The mayor says the city can expect to see other areas bolstered during the COVID-19 era, like the Department of Public Health.

“We brought in three public health nurses to help us with monitoring the virus and to help us with contact tracing, and now that we’ve moved into testing," said Tyer. "However, we’ve been provided some funding from the state to cover those expenses.”

The COVID-19 crisis also means city spending on projects like the transformation of the St. Joseph High School building into a homeless shelter will continue throughout the year.

“As we move into the next fiscal year, what we will probably be focusing on is that we have the proper PPE for our employees, that we have the proper cleaning and disinfecting supplies and materials and labor for all of our city buildings,” said the mayor.
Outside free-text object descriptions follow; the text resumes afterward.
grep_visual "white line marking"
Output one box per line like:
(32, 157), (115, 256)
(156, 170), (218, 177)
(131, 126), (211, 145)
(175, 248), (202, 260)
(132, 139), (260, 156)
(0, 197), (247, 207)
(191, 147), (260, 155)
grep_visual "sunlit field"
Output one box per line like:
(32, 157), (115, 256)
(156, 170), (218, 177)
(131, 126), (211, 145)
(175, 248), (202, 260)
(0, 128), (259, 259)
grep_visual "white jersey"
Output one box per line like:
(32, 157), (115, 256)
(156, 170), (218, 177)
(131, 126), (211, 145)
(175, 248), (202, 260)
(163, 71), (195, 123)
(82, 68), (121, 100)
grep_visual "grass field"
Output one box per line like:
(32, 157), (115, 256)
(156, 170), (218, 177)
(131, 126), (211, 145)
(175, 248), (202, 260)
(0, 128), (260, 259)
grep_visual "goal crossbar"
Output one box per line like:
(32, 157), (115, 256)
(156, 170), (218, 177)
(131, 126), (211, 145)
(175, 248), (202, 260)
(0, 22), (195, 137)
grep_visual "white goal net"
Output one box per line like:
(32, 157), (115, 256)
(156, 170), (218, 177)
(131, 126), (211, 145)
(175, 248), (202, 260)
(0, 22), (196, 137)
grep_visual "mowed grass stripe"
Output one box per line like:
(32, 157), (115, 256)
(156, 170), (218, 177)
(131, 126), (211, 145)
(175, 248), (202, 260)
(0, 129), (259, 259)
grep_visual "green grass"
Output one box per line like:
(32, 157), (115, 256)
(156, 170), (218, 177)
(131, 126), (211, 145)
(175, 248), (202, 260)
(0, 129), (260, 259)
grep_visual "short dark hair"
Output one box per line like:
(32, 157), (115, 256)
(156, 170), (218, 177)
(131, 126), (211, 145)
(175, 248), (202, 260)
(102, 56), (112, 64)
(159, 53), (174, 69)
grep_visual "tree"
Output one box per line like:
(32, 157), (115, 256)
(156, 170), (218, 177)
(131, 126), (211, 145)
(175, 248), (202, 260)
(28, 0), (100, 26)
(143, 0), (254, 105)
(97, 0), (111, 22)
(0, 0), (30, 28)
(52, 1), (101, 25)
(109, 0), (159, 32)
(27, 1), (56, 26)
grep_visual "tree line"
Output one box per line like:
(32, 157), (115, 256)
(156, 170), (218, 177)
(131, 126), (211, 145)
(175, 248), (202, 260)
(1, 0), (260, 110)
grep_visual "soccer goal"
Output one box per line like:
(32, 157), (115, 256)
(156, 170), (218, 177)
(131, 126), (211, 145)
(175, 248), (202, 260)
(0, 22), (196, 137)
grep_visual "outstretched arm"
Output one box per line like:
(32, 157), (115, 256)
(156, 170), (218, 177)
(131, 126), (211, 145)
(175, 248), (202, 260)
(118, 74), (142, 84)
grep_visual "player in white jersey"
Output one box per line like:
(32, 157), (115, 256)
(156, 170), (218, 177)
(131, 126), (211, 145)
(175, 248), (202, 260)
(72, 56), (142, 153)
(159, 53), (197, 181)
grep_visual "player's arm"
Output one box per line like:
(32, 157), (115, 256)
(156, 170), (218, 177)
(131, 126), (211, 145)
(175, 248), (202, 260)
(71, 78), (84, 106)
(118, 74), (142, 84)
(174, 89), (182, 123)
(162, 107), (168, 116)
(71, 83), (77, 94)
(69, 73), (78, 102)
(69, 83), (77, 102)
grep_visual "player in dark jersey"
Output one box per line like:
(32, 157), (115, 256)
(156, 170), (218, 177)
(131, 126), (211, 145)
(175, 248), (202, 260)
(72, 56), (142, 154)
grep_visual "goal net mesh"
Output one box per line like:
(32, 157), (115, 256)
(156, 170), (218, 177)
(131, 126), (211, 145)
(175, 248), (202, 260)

While the new fiscal year begins on July 1st, Tyer says any budget that passes will likely require tinkering.

“We do anticipate that during the summer and fall we may be hearing more bad news from the state with regard to the state’s economy, so we may have to go back to the city council and amend the budget," she said. "And we can do that any time before the city council sets the tax rate.”

Along with Tyer’s budget proposal, the council will also consider a plan to use $750,000 in free cash to lower the city’s 2021 tax rates. The budget hearings on June 2nd and June 4th will also serve as public meetings for Pittsfielders to weigh in on the spending plan.